Minimally Invasive Anomalous Origin of the Left Coronary Artery from the Pulmonary Artery (ALCAPA) and Mitral Valve Repair
This video presents the case of a minimally invasive mitral valve (MV) and anomalous origin of the left coronary artery from the pulmonary artery (ALCAPA) repair in a twenty-one-month-old female patient.
An echocardiography showed poor left ventricle contractility with 25 percent LVEF and a small apical aneurysm, severe MV insufficiency that was due to anomalous posterior leaflet and annular dilatation, and the left coronary artery arising from anterior sinus of the pulmonary artery. Computed tomography confirmed an ALCAPA diagnosis and showed dilatation of left chambers with no additional abnormalities.
The operative plan consisted of a right axillary minithoracotomy in the fourth intercostal space, central cardiopulmonary bypass (CPB) cannulation, aortic cross-clamp and cardioplegia administration, MV repair through the left atrium, and left coronary artery translocation.
To gain right axillary access, the patient was rotated to be in the left lateral decubitus position. A horizontal skin incision was made over the fourth intercostal space, between the anterior and posterior axillary lines. The thymus was then excised. After pericardiotomy, cannulation for cardiopulmonary bypass was performed. Suture loops were used to snare the superior vena cava and inferior vena cava. Before the aortic cross-clamp, the main pulmonary artery (PA) was also snared.

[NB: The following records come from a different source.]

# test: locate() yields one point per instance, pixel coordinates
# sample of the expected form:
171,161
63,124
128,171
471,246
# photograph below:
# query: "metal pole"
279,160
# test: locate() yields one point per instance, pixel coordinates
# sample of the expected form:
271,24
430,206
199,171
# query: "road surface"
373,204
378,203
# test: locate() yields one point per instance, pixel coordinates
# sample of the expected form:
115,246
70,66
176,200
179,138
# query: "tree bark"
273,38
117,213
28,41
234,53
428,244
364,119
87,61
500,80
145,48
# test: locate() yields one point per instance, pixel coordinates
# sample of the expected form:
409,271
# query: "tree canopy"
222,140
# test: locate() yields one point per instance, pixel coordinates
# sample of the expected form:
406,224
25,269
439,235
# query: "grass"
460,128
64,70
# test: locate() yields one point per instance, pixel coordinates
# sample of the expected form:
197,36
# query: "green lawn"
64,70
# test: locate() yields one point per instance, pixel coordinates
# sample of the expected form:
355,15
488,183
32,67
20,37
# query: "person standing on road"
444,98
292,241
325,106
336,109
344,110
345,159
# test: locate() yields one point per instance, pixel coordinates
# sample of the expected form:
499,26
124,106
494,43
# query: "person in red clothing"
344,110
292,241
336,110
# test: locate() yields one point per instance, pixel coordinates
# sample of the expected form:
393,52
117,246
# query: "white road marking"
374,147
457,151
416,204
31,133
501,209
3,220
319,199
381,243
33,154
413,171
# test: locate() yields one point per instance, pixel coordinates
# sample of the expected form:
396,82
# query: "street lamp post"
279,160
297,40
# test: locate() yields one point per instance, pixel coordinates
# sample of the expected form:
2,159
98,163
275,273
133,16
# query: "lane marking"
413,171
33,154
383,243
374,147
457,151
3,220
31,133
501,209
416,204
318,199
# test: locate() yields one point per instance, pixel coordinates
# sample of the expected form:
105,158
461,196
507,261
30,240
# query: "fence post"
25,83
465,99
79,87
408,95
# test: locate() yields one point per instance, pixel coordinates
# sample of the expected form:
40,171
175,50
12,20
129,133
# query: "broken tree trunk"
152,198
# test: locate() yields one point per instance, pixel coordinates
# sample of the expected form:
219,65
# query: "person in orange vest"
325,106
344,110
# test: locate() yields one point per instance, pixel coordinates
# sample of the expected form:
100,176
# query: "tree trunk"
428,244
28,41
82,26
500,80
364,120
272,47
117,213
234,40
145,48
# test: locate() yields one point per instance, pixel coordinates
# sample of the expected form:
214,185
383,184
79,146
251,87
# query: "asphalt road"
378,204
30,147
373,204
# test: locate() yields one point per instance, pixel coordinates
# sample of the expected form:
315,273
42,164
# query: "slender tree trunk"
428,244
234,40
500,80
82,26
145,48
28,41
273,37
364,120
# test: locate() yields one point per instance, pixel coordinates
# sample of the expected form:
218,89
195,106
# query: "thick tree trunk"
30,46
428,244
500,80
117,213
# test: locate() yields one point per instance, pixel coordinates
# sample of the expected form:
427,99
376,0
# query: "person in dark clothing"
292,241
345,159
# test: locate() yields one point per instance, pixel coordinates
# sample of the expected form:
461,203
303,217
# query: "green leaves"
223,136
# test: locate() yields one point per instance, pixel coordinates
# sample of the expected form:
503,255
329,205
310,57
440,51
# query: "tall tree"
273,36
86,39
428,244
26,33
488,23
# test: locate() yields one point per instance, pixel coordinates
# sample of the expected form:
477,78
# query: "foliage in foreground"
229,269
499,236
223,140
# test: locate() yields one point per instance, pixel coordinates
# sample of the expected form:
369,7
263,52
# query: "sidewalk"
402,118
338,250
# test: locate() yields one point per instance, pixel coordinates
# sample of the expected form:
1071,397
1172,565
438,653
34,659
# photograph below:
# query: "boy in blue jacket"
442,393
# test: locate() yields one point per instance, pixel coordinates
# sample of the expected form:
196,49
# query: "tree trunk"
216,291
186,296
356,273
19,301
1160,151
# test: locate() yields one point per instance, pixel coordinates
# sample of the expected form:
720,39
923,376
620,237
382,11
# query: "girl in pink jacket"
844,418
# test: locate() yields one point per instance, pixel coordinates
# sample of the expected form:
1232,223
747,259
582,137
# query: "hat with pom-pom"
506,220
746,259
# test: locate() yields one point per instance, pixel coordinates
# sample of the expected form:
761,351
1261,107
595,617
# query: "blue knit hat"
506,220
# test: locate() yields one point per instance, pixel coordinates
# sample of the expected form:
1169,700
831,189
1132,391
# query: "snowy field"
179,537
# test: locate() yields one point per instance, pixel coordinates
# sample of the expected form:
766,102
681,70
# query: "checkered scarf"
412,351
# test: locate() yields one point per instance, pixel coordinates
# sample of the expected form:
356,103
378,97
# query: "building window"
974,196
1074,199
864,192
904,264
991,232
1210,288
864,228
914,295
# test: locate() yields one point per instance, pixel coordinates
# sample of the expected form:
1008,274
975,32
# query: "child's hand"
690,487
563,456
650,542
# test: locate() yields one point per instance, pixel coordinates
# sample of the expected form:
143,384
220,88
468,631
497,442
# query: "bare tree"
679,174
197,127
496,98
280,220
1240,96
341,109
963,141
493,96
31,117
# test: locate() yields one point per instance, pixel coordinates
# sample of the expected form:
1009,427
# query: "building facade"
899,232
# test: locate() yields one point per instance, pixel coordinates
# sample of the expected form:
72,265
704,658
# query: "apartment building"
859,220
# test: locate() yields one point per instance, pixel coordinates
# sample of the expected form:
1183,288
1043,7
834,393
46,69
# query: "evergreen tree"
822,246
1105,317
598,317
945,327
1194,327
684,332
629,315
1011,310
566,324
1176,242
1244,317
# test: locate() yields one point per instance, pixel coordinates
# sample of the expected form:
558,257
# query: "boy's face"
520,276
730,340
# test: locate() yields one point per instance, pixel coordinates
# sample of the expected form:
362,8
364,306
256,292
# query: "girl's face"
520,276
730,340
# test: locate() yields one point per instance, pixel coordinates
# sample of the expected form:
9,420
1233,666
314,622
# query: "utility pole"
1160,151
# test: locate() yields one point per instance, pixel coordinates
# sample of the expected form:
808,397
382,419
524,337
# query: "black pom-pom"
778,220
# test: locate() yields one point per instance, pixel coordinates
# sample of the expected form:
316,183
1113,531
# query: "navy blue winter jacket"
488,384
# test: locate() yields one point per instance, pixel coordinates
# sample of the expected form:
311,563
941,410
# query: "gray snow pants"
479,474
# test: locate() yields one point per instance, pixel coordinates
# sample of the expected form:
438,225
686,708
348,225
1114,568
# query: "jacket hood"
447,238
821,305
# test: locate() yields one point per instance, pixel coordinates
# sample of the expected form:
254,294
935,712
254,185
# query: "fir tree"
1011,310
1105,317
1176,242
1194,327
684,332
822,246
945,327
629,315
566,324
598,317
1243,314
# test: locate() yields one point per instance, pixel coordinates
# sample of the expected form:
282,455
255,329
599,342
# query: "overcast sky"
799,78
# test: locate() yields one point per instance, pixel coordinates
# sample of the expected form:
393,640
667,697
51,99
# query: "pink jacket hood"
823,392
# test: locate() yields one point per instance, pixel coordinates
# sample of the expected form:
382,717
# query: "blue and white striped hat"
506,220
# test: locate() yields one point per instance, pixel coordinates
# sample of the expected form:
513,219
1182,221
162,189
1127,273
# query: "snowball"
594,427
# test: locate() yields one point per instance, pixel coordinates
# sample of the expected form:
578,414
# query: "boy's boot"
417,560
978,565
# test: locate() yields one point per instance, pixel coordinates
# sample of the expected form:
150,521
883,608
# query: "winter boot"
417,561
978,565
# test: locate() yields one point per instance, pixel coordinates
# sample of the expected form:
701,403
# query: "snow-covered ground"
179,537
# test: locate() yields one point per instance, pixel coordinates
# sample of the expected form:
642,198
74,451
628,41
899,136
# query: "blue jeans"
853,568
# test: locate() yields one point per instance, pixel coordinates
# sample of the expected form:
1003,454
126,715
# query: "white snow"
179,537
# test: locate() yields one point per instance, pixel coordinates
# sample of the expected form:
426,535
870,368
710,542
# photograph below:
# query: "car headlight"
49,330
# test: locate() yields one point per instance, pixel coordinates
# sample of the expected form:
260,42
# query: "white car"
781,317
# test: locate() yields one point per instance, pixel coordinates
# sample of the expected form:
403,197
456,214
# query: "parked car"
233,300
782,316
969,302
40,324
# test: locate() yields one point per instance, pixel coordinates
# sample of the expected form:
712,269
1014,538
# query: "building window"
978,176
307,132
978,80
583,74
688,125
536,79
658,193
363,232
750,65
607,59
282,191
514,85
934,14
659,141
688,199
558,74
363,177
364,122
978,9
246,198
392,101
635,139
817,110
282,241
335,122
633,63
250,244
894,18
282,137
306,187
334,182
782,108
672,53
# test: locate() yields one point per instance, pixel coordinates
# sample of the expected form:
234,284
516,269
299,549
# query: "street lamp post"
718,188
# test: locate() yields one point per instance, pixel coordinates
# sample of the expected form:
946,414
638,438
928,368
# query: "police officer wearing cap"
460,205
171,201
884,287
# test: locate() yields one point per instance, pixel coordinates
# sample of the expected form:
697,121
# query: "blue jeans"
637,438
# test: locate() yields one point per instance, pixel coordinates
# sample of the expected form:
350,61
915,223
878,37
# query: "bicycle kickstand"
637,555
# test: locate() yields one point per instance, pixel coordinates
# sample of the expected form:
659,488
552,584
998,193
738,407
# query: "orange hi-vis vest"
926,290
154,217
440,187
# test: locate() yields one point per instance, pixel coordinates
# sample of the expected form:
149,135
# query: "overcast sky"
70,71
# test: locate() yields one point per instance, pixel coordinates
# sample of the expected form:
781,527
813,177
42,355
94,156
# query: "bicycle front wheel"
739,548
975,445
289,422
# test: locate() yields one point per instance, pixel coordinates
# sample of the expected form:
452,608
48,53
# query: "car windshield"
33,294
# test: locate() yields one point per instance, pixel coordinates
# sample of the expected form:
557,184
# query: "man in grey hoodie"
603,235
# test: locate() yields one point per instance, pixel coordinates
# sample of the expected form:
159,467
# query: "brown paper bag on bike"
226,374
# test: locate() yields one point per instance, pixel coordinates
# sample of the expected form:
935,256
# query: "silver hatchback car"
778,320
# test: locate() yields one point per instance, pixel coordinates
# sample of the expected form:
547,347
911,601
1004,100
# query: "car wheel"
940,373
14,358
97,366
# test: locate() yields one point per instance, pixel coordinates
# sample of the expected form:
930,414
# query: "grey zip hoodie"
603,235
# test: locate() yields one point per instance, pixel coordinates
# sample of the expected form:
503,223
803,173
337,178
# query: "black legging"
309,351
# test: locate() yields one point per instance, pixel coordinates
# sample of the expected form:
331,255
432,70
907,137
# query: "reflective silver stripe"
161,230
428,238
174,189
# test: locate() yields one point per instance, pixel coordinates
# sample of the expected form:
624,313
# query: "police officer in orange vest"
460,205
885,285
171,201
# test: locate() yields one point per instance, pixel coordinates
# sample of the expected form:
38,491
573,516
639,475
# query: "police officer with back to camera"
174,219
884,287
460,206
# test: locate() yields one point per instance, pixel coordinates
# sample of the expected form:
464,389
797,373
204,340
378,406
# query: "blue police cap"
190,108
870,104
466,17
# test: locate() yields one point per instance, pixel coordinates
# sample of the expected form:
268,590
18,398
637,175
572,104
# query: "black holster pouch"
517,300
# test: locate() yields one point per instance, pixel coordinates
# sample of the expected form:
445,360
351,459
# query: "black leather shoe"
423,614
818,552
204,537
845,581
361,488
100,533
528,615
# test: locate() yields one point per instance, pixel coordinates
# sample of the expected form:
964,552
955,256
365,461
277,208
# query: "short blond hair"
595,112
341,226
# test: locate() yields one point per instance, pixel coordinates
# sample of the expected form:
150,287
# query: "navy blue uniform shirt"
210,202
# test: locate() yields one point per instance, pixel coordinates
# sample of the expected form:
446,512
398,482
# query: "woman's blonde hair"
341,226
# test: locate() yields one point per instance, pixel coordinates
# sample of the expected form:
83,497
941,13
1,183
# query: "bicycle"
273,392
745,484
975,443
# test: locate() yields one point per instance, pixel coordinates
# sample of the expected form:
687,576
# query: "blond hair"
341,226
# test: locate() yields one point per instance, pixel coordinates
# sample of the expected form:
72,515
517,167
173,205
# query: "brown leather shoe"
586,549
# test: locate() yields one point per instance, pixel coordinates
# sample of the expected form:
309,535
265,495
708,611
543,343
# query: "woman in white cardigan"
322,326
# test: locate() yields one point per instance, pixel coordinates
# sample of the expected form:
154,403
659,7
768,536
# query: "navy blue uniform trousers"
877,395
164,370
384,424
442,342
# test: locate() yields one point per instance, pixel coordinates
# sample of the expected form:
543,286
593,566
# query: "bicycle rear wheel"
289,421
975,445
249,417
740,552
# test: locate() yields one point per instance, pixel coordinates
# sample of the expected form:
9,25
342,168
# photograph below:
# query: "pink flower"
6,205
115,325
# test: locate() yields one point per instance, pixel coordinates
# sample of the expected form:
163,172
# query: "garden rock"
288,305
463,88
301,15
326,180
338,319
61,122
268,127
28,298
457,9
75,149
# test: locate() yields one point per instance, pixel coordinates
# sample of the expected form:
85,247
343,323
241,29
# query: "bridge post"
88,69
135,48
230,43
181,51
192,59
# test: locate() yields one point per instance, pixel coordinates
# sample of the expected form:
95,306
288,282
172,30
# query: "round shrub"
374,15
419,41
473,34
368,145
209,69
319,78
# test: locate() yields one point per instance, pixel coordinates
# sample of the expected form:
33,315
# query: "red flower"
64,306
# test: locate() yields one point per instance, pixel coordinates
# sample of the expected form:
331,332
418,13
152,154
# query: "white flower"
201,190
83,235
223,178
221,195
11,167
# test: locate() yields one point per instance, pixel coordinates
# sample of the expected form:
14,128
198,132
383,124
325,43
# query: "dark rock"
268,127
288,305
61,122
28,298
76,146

After aortic cross-clamp was applied, antegrade cold blood cardioplegia was administered, and a left atrial incision was performed. Mitral valve revision showed marked annulus dilation and A2 segment prolapse because of lateral papillary muscle fibrosis and an anomalous posterior leaflet. The surgical team decided to perform Alfieri edge-to-edge repair between A2 and P2 segments and suture an MV annuloplasty in the posterior leaflet region close to lateral commissure. Bent instruments and bayonet forceps were used throughout the repair. A water probe showed minimal regurgitation and the left atrium was closed.
Next, the pulmonary artery was transected 1 cm above the pulmonary valve. The left coronary artery ostium was resected with the wide, 10 x 20 mm area of the pulmonary artery wall, which was used to elongate the coronary vessel. Surgeons then performed tubular elongation of the left coronary artery at the expense of the pulmonary artery wall. To improve the exposure of PA, the pericardial stay sutures at the right side were left loose and pulled tighter at the left side. This maneuver rotated the heart and positioned the left coronary artery in the middle of operation field. After completing the elongation of the left coronary artery, the wall defect in the PA was reconstructed using a pericardial patch.
The ascending aorta was then opened anteriorly to the left coronary sinus. A left coronary artery to aorta anastomosis was performed and the rest of aortotomy was closed. The inferior part of the distal PA anastomosis was controlled using a side-biting clamp that was positioned during the aortic cross-clamping. Then the aorta was unclamped and deaeration of the left chambers was performed. Pulmonary artery anastomoses between the distal PA and proximal PA that was reconstructed with the autopericardium was done again with the beating heart and sinus rhythm was restored. CPB was then disconnected and drainage and wound closure were completed.
The duration of the operation time was 450 min and CPB time was 275 min. The aorta was cross-clamped for 159 min. The patient’s postoperative course was unremarkable. She stayed in the intensive care unit for two days and was discharged from the hospital on the fifth postoperative day. A postoperative coronary angiograph was performed two weeks after operation and showed good results.